Women tend to be less satisfied with their credit scores and more interested in improving them at a rate of 36 percent, compared with 28 percent of men. A whole bunch of Americans, though, either don’t understand credit, don’t care or worry about what they may find.
Thirty-eight percent of Houstonians don’t know their scores, the survey found, and of those, 29 percent have never tried to improve their scores. Those rates are also in line with national results. People over 40 were much more worried about their credit than younger adults, 43 percent to 29 percent.
“As with many important matters, we don’t deal with financial issues until we have to,” Torabi said. “Our lives are busy, we have many responsibilities, and while money is important, it falls to the bottom of the list until there is a real immediate need.”
Young people’s sense of optimism and invincibility helps explain why they don’t worry about their credit scores. It also explains their low enrollment rates in health insurance.
Failing to pre-plan can lead to disappointment when you decide you need a new car, but it can also shorten your life if you fall ill.
Cancer patients facing bankruptcy are more likely to die than those with good finances. Researchers at the Fred Hutch Cancer Research Center and the University of Washington linked cancer registry files to federal bankruptcy court records and found that financial stress boosted mortality rates.
Researchers used health care records to compare patients with similar chances of survival and found that when all other factors are equal, those in bankruptcy are up to 2.5 times more likely to die. The study — by the National Institutes of Health and peer-reviewed in the Journal of Clinical Oncology — was first to link mortality rates with financial stress.
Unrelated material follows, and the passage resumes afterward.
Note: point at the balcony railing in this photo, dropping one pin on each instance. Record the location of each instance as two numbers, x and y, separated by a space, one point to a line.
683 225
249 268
“Because financial distress appears to have a significant negative impact on health outcomes, we believe that cancer care facilities and oncology practitioners may need to consider the financial health of their patients as a matter of course,” lead researcher Dr. Scott Ramsey said. “Strategies that ensure access to and completion of recommended therapies should be an integral part of cancer care.”
Medical bills are the leading cause of personal bankruptcy in the U.S., and cancer patients are 2.5 times more likely to file for bankruptcy than those diagnosed with other diseases, according to a study Ramsey led in 2013.
The importance of financial education and planning is abundantly clear. Happiness from achieving personal goals is dependent on our ability to finance those goals. Lacking good health insurance and financial wherewithal could significantly reduce your chances of surviving a health crisis.
Dozens of groups are fighting to change how we teach children about money, and how we ensure everyone has equal access to health care, but improvements will be slow in coming.
Personal responsibility is the only option currently available, and one we must all embrace.